NEW CASTLE, Pa. (KDKA) — Director of White House Office of Trade and Manufacturing Policy Peter Navarro visited a steel forging plant in New Castle on Thursday.
He delivered a message, saying American jobs in the steel industry are coming back.
“Remember without those steel tariffs, the aluminum industry was about to go extinct, and the steel industry was really on life support,” said Navarro.
Long before he met Donald Trump, Navarro — an economist — warned about America’s trade deficit, especially with China.
Now working in the White House on trade policy, Navarro toured North American Forgemasters, a joint venture of Ellwood Group and Scot Forge.
The tour was arranged by U.S. Rep. Mike Kelly, a Butler Republican, who represents the area.
“We’re coming back. The last couple years under President Trump, the defense industry is coming back,” said Navarro.
The Secretary of the Navy Richard Spencer joined Navarro in the tour of a plant that makes 72-foot-long main propulsion shafts for Virginia class attack submarines.
“They’ve innovated in the process out here by not only investing money — but by thinking through it differently to save me about $30 million on the unit,” noted Spencer. “That is exactly what the U.S. Navy likes to see because at the end of the day, we’re entrusted with your treasure, your taxpayers’ dollars, and we’re trying to get the most efficient, effective product we can.”
“And we’re buying it right here in the United States of America,” added Spencer.
WATCH: KDKA’s Jon Delano talks with Dr. Peter Navarro.
Following the tour, KDKA money editor Jon Delano sat down with Navarro, who said he works with the president to increase manufacturing jobs, which he says are on the rise.
“It’s all good. We’re at a half-million manufacturing jobs and counting.”
And Navarro points to this region, in particular.

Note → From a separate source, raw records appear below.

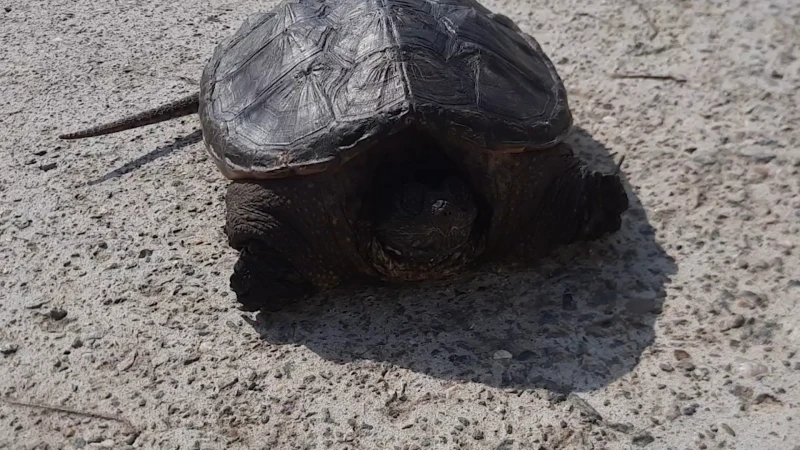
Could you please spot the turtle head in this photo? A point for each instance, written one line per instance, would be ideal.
(427, 220)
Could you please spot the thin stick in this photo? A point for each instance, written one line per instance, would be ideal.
(647, 18)
(69, 411)
(646, 76)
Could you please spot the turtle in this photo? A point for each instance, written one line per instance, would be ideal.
(388, 140)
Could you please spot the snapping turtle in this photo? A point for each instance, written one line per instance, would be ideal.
(402, 140)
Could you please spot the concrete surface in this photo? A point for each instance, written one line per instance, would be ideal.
(679, 332)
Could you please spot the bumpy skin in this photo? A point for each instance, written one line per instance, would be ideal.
(300, 235)
(178, 108)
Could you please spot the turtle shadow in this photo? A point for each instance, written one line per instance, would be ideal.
(160, 152)
(577, 321)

“This is no longer the Rust Belt. It’s the Trump hub of prosperity, and it’s because manufacturing is coming back.”
He credits President Trump’s trade policies.
“We have trade policies which defend American workers against all this unfair trade,” Navarro said. “And we have other kinds of policies that are designed to promote American workers.”

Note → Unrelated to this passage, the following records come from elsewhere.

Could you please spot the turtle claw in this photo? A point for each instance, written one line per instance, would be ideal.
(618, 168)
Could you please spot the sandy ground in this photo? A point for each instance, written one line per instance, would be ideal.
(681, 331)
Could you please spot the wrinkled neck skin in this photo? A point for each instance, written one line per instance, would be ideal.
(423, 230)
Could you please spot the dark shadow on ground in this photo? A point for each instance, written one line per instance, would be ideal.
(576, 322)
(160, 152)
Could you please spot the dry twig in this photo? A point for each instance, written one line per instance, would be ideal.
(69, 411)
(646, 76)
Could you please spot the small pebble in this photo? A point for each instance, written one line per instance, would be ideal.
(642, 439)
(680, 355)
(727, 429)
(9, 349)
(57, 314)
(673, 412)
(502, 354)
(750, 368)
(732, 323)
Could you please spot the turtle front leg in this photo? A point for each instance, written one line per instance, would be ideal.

Those include buy American and hire American policies.
But it’s the tariffs that are controversial.
In Pittsburgh on Thursday, a coalition said those tariffs were raising costs for consumers.
“The impact on consumers is also very large,” said Prof. Erica Owen of the University of Pittsburgh. “So some estimates suggest that the additional cost to consumers is going to be $700 to $1,000.”
Navarro disputes those numbers, saying countries like China actually offset the tariffs.
“Think of it this way,” Navarro said. “We put a 10 percent tariff on, and then they devalue their currency by 10 percent. That’s pretty much a wash.”
“The other thing they’re doing is slashing their prices to offset the tariffs,” he added.
U.S. Sen. Bob Casey is not so sure and said the administration engages in policy-by-tweet.
“I don’t know if those numbers are correct, but I do know that we’re paying the price of a very erratic approach,” Casey said.
Especially with China.
“They’ve been a bad actor, and they’ve been cheating a lot,” Casey said of China. “We should have a response to that, but it has to be a response that is strategic, that is bipartisan.”
But Navarro insists President Trump was the first to act against China.
“They don’t play by the rules, and they’re more authoritarian than ever,” said Navarro. “Their economy has grown from a little over $1 trillion GDP to $12 trillion. They’ve basically grown their economy on the backs of American workers and at the expense of closed American factories.”
But Judy Bannon — executive director of Cribs for Kids — a local non-profit that sells $50 Chinese-made baby cribs to the needy to fight Sudden Infant Death Syndrome, said she had a different experience with tariffs.
“As the tariffs started, we had to raise the price to $54.99, and then to $59.99,” said Bannon.